A lot has certainly changed over the last few years at the governance level, but I think that there's a lot of great opportunity going forward and some really great people to help lead the organization.

Kimberly Wilson:

I'm going to turn this over to you. There's some other topics that I think you wanted to talk around. The staffing changes that were necessary to build the teams and build and distribute the leadership. Can you talk about this, going back?

Candy Solovjovs:

Yes, when you interact with our teams, there's definitely experience, expertise and depth in fields that was not here when I started. There's a lot of different ways for folks to be able to take on leadership roles, different ways to partner, different ways to do their work that really wasn't possible under the staffing structure that we previously had, which was, again, really focused specifically on that responsive grantmaking system.

Kimberly Wilson:

Our new president and CEO, Michelle J. DePass, recently said something that kind of speaks to what you're saying about the staffing and how it's changed. She said, "I think this is a sector that needs to do more in terms of not only serving community but being a part of community." Our programming staff now has focused expertise. Does that serve the idea?

Candy Solovjovs:

Yes, you can see that showing up in different ways.
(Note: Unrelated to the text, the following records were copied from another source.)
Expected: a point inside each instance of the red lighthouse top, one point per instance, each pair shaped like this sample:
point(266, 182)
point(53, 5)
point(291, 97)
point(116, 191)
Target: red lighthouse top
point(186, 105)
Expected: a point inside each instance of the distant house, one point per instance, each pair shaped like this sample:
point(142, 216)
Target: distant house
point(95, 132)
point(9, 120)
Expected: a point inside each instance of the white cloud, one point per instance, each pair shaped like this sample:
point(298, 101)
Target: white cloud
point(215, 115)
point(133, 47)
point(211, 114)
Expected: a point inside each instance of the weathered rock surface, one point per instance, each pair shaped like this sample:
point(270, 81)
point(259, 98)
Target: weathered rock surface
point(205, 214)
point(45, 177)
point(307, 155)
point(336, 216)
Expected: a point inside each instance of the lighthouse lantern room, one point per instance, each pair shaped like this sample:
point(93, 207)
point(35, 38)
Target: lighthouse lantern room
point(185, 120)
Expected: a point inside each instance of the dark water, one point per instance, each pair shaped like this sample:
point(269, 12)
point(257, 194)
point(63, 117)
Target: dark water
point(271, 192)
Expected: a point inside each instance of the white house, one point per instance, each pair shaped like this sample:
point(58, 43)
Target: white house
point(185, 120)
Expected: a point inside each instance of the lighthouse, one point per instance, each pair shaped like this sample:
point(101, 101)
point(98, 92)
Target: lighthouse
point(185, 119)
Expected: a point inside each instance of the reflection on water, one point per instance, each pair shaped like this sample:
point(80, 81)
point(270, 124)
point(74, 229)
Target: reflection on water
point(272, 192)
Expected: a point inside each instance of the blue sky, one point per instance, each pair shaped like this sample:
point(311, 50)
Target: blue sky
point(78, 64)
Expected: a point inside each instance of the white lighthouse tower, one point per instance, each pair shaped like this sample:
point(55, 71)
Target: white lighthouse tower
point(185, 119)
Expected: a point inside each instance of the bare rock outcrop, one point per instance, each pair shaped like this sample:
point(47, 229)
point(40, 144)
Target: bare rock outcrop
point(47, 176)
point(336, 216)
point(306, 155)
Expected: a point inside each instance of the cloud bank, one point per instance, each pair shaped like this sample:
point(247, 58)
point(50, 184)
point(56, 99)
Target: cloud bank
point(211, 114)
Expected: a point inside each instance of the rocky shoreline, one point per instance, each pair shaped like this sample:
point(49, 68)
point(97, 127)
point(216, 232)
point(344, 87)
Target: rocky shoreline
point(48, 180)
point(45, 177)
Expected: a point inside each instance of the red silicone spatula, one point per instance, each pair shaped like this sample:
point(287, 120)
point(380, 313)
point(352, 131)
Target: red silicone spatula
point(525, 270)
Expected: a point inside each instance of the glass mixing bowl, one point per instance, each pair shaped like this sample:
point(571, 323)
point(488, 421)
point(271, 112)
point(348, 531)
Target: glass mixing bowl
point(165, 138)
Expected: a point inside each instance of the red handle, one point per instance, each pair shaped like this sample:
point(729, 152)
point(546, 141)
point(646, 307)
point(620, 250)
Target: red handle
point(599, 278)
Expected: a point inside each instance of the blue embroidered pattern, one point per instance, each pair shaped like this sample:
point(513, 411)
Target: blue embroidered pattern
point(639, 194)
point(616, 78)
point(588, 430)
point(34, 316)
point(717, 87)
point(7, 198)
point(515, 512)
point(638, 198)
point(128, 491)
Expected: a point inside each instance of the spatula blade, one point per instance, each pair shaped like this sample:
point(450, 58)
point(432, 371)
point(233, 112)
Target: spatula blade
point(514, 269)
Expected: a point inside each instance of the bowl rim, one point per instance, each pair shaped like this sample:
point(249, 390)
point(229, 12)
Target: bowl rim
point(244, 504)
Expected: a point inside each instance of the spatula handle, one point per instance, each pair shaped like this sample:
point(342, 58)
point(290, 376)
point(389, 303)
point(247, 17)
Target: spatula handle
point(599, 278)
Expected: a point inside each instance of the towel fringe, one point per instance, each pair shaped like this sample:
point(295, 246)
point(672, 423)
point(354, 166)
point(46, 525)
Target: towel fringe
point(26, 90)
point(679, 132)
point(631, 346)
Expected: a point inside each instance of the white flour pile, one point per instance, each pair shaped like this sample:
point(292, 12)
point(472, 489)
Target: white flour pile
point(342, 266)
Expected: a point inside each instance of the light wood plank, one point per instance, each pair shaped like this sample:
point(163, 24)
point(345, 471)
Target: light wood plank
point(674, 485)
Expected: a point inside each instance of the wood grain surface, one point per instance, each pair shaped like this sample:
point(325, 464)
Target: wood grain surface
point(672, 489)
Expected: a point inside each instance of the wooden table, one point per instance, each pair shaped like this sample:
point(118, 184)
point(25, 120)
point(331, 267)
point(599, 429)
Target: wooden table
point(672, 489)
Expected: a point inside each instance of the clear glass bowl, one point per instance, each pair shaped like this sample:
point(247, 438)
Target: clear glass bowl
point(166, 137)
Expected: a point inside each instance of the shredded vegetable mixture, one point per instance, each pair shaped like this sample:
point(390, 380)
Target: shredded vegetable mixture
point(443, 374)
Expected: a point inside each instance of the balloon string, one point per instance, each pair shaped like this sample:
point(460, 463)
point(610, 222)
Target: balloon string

If we take housing as an example of our work, then yes, you've got people working within that portfolio who are living in very different communities in the metro area, have come from very different areas of the state — including rural Oregon communities — and have had a variety of housing experiences. That brings a certain lived experience into that work, and they're also highly engaged with the field in learning. They are sitting at tables around issues and policy and really experiencing and hearing and being part of those conversations at a field-based level in a way that just didn't happen previously.

Kimberly Wilson:

Thank you so much, Candy. You've guided us down this path.

Candy Solovjovs:

Thank you. It's been an honor to work with so many fabulous people over the course of my 11 years here. I have definitely played a role in getting us to where we are, but it's a collective vision. It has truly been a remarkable experience!